Will’s tears evaporated as soon as they fell. He retreated from the intense heat when he realised his jumper was smoking. He was about to turn away from the broken jet – firemen were pouring onto Jubilee Gardens – when he caught sight of a dimpled sheet of molten metal that emerged from the twisting columns of black smoke at the heart of the fire. It was perfectly square, and upright. It looked to Will like a large mirror, but its reflecting surface was a rilling, fluid riot. He remembered seeing something like this on the motorway, when he had carried Elisabeth away from their wrecked car. Then, as now, he was tickled by the conviction that he had been allowed a glimpse behind the complexity of death and understood what it meant, what it signified. But it was like waking from a vivid dream and finding it unwilling to resolve itself in the mind. Out of reach, on the tip of his tongue: a black thing in a dark room, and Will was hunting for it wearing sunglasses.

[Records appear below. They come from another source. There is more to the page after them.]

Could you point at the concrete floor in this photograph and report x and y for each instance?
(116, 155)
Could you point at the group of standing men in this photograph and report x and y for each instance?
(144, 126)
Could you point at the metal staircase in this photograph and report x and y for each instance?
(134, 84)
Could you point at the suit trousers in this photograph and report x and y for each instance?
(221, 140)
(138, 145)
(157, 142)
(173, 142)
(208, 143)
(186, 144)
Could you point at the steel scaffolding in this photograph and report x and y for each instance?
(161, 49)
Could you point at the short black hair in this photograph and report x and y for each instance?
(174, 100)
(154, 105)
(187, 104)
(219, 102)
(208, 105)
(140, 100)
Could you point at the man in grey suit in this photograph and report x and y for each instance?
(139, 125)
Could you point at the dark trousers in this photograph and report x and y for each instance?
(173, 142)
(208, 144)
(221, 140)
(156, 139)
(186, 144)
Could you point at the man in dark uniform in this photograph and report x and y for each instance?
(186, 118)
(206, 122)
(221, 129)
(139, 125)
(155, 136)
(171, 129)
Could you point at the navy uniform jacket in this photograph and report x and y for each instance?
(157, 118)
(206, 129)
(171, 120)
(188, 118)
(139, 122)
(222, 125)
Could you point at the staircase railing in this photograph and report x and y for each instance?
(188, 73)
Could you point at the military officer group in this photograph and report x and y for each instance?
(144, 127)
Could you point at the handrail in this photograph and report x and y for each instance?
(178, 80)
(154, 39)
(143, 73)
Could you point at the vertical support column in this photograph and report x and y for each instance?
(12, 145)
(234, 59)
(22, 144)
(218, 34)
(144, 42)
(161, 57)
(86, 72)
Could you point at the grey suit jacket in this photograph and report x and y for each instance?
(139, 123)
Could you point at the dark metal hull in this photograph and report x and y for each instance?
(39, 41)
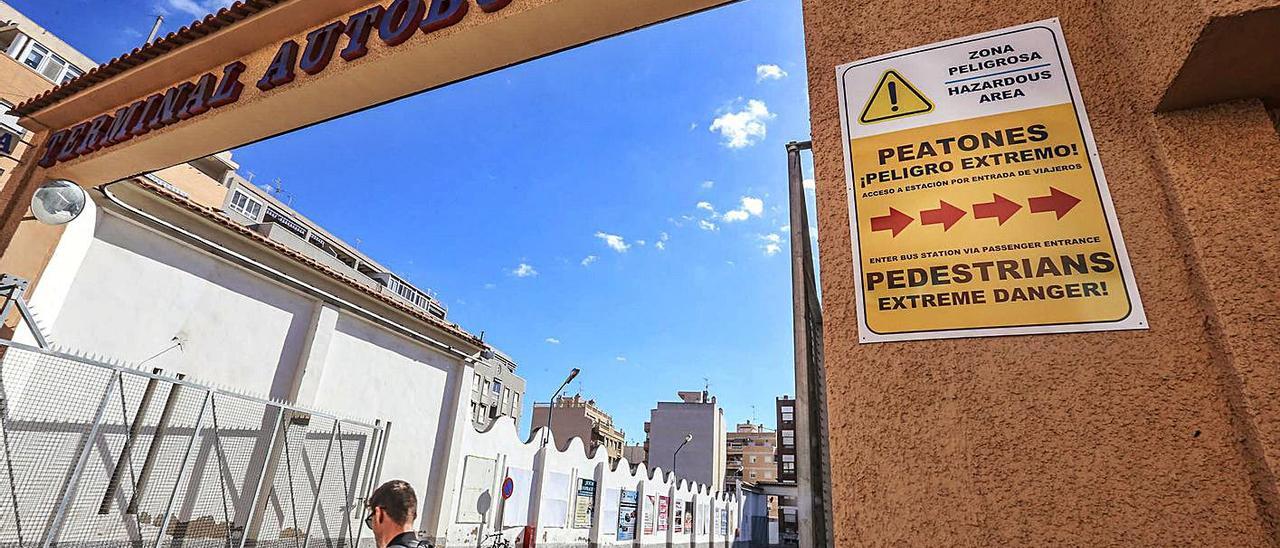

The dimpled sheet faded from his view, perhaps as the shattered hearts around it gave up their pulses and their last pints of blood. He couldn’t have approached this thing and touched it, as he would have liked, or looked upon its surface to view what might have been written upon it, and hoped to survive. He’d have been dead as soon as he came within fifty feet of it.
It was only as he hurried back along the Queen’s Walk, bitterly enjoying the fresh bite of cold air, that he realised, after all, that might be the point.